AgentRewardBench · r = -0.03
process orthogonal to outcome
Single-agent web tasks where coordination doesn't apply. Pisama clean, task-completion catastrophic. The gap — motivates a separate task_completion_score scalar.

Per-corpus details

m500 (multi-agent math reasoning)

n=50 · shape: 4 agents (expert_recruiter, problem_solver, critic, evaluator)

Positive correlation. First labeled multi-agent corpus where Pisama's process score predicts task outcome.

Top detector fires: communication 100% · loop 100% · workflow 100% · task_derailment 46% · decomposition 34% · completion_misjudgment 24%
Correct (28) mean score 0.372; incorrect (22) mean score 0.343

Sotopia (multi-agent role-play dialogue)

n=50 · shape: 2 agents (named role-play characters)

Inverse correlation by design. Long noisy roleplay dialogues that score high on sotopia (goal reached, relationship developed) fire loop / workflow / derailment — the back-and-forth IS the social interaction.

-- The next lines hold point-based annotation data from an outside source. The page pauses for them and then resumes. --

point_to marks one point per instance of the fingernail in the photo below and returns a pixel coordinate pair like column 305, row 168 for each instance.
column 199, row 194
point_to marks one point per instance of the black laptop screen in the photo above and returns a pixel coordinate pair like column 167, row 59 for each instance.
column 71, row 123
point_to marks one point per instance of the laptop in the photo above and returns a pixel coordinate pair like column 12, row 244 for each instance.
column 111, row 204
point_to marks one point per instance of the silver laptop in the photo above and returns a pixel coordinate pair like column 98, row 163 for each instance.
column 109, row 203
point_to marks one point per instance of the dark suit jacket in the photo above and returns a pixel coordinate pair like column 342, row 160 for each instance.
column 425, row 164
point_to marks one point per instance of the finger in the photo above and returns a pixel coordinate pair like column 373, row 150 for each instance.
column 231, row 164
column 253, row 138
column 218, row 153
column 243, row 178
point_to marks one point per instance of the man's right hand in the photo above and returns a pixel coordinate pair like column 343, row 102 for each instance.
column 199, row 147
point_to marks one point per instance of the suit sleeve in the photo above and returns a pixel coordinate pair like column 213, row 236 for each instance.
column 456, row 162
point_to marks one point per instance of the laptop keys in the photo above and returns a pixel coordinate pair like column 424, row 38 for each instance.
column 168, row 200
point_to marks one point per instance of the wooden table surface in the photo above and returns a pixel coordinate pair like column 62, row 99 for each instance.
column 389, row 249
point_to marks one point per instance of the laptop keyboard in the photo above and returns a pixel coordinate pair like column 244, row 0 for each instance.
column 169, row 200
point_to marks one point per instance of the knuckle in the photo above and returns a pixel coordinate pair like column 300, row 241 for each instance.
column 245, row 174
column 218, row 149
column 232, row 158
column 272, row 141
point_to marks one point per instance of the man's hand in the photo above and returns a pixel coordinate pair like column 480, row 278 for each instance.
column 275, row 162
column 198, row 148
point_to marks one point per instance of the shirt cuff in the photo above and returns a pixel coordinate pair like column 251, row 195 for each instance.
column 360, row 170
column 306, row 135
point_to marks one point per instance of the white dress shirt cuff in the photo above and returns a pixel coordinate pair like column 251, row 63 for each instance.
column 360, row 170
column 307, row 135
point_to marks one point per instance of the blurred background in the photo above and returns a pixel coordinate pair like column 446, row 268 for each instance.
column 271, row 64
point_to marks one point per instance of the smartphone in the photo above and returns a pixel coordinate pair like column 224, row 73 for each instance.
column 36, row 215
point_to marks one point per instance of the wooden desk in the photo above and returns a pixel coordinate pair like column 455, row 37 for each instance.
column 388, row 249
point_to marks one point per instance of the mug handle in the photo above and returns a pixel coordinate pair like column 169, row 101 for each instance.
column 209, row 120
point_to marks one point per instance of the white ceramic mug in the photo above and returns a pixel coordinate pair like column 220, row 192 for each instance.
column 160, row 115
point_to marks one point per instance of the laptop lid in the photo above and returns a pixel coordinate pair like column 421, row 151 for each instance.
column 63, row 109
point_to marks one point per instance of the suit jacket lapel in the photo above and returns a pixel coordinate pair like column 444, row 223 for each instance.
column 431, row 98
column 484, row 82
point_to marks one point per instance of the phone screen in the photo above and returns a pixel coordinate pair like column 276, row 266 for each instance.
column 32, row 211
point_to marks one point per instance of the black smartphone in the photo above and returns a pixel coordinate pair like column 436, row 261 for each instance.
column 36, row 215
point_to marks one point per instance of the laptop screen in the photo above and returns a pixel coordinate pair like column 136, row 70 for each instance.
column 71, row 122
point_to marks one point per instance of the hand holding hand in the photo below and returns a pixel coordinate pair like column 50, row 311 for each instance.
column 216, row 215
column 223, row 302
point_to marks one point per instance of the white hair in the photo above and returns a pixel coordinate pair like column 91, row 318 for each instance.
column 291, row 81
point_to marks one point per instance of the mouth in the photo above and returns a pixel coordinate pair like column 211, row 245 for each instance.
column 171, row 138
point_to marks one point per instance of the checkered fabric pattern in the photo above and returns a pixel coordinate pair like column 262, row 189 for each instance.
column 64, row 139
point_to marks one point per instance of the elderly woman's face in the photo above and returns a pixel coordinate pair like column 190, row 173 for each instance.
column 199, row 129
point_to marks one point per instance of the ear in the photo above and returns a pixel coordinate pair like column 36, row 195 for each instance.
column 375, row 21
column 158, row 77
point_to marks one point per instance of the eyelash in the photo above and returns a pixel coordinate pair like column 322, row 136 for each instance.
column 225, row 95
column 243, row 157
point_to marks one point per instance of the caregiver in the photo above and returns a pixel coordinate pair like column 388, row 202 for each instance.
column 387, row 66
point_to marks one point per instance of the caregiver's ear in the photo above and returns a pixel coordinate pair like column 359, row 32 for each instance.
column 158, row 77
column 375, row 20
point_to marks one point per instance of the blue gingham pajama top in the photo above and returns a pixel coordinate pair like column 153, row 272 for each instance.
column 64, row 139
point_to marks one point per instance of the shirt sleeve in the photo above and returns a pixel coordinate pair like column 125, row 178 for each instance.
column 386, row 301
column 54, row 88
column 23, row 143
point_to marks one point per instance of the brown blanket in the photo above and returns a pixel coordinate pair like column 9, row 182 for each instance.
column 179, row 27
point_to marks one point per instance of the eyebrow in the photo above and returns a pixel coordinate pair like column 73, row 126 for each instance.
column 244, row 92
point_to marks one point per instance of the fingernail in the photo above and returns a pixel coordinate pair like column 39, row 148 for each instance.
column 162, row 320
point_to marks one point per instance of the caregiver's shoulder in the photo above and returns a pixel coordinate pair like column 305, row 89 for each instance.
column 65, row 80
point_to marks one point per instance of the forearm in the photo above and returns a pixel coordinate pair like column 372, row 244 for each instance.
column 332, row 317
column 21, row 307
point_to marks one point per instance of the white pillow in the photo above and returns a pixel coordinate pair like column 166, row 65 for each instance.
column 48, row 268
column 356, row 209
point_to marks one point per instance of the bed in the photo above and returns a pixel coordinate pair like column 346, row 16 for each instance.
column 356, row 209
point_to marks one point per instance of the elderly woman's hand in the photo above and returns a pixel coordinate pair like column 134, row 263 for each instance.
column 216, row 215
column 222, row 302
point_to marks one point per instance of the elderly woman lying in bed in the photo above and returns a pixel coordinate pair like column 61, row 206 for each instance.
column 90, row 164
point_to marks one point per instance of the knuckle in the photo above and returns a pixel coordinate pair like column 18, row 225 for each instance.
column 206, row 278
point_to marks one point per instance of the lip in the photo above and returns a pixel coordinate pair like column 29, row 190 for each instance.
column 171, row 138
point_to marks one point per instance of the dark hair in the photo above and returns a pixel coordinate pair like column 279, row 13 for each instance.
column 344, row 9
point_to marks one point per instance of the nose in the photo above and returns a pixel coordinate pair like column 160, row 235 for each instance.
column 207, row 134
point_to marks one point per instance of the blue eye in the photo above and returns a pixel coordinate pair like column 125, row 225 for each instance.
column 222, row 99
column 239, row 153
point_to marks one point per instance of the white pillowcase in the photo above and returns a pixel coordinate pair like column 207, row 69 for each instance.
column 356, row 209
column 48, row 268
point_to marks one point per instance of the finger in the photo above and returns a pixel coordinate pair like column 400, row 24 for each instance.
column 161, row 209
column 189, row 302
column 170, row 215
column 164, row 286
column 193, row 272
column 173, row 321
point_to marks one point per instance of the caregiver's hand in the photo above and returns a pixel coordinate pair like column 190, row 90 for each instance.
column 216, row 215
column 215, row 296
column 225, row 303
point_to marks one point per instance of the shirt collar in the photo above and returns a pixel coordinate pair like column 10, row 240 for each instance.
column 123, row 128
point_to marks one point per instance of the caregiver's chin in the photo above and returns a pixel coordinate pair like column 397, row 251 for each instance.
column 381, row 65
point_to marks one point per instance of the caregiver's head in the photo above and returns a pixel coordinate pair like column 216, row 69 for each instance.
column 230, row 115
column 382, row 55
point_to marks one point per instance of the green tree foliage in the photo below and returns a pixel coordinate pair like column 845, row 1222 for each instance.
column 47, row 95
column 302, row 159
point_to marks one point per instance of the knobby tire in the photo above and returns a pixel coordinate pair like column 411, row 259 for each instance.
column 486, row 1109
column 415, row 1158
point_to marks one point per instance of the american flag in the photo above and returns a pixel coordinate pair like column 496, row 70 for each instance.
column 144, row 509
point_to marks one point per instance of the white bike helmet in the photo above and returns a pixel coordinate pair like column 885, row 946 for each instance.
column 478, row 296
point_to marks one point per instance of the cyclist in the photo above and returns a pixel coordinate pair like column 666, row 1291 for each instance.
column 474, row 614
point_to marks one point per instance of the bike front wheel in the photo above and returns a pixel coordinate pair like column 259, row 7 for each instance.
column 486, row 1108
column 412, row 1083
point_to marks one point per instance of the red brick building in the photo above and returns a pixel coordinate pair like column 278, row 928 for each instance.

Top detector fires: workflow 90% · loop 90% · task_derailment 66% · context 54% · communication 50%

AgentRewardBench (single-agent web tasks)

n=100 · shape: 1 agent per trace (assistantbench / webarena / visualwebarena / workarena)

The gap. Pisama scores clean (mean 0.93) on tasks that fail at outcome (cum_reward mean 0.11). Customers running web agents would see green dashboards while agents fail at the user's job. Motivates the outcome-detector family planned for Tier 2 follow-up.

Top detector fires: completion_misjudgment 41%

MAST (human-annotated multi-agent traces)

n=19 · shape: 2+ agents (current parser handles 2 of 19; mast_full's MetaGPT/ChatDev format needs Tier 3.3 parser)

Parser-limited. Of the 2 traces that parsed multi-agent, both labeled failure and both scored low. Mast_full (1,242 traces) unlocks the real comparison once Tier 3.3 ships.

Harbor baseline_52 (mixed corpus, post-Phase-1 reference)

n=51 · shape: chat single-agent (obaydata) + 2-agent harbor-golden + 1 synthetic

Score separates success from failure on this mixed corpus (+0.255 mean separation). Phase 1's chat-trace gate fixes are evident here — pre-Phase-1 baseline had every trace firing ≥1 detector.

What's next

Tier 1
Ship this note + the public page; fix marketing copy across SDK and frontend to qualify trajectory_score as process quality.
3-5 days
Tier 2
Build outcome-oriented detectors (task_failure, silent_failure, objective_unmet) populating a separate task_completion_score scalar. Early validation shows a text-only outcome score does not by itself close the AgentRewardBench gap; tool-state-aware detection is the open next step.
2-3 weeks
Tier 3
Sharpen the existing signal: per-source_format severity_weight_profiles, detector-floor baseline adjustment, MetaGPT/ChatDev parser for MAST.
5-7 days
Tier 4
Validate at scale on mpbench (175 labeled multi-agent math) + whowhen (507 multi-agent with failure tags). Refresh this note with 6-corpus table.
1-2 weeks

Reproducibility

Orchestrator commit 26960437. Full per-trace data committed under backend/data/*_production_scoring.json. Internal source-of-truth note at docs/research/bench-v1-multi-corpus-production-scoring-2026-05.md. Per-corpus scoring scripts: backend/scripts/score_sotopia_production.py and backend/scripts/score_multi_agent_production.py.

Bench v1 will be refreshed after Tier 4 lands (mpbench + whowhen sweeps). If the multi-corpus positive-correlation story strengthens, this note becomes the canonical Pisama Bench v1 entry.